The retirement income business and the broker-dealer unit have been combined by New York Life Insurance Co.  They just reorganized their company into two separate businesses.  Their insurance group will remain a separate entity from the other business of retirement income.  New York Life Investments, the broker-dealer unit, will join with New York Life’s retirement income business and be headed by Executive VP John Y. Kim.  Currently, the retirement income business includes both immediate and deferred fixed annuities as well as variable annuities.

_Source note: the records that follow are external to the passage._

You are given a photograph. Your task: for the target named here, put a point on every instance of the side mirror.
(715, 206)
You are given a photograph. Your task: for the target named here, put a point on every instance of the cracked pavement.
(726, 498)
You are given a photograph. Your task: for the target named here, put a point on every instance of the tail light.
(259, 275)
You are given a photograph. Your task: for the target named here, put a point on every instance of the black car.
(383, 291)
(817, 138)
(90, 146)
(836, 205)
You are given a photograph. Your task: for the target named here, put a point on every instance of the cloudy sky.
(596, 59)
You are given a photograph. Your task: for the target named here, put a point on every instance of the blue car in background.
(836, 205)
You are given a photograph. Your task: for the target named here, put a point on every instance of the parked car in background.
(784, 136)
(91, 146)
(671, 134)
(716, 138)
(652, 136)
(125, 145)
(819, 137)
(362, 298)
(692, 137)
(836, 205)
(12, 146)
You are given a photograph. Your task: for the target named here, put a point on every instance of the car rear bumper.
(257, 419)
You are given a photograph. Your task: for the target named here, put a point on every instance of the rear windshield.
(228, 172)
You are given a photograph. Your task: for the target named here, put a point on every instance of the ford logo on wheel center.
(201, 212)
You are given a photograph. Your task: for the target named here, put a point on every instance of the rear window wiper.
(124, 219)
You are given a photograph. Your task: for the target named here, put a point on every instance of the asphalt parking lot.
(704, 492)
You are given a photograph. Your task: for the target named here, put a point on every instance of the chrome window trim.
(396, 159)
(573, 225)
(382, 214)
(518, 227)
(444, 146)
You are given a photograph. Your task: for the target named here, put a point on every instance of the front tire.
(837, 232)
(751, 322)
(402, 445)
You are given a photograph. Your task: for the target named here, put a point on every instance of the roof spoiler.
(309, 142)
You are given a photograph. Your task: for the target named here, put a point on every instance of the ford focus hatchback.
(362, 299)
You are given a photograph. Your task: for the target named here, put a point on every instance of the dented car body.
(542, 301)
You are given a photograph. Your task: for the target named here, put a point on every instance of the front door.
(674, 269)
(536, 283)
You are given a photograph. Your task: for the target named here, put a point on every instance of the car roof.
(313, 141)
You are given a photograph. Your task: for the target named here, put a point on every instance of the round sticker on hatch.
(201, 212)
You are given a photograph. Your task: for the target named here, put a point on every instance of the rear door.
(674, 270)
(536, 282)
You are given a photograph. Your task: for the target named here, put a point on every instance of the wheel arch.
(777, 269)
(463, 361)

Kim has been in charge of New York Life Investments since 2008.  He will now be in charge of New York Life’s retail annuities and mutual funds, as well as their retirement plan services and institutional asset management.  Executive VP Chris Blunt will be running the separate insurance business; he previously was in charge of the retirement income business that has been combined with New York Life Investments.  His job responsibilities in addition to running the insurance business will include the company’s long term care insurance and the business operations of marketing, finance, technology, and service.  The Mexico operations are also now part of this new group.

New York Life’s market share has increased to double digits since they started their reorganization in 2008.  They have also seen significant growth in their investment business and retirement products like annuities.  This realignment will help them keep their focus on agency led distribution.  Their 12,000 agents will still be overseen by Executive VP Mark Pfaff.  The company believes this realignment will help them keep their top spot in the life insurance industry and annuity industry, as well as increase their other retirement business.  A.M. Best rates New York Life Superior with an A++ score.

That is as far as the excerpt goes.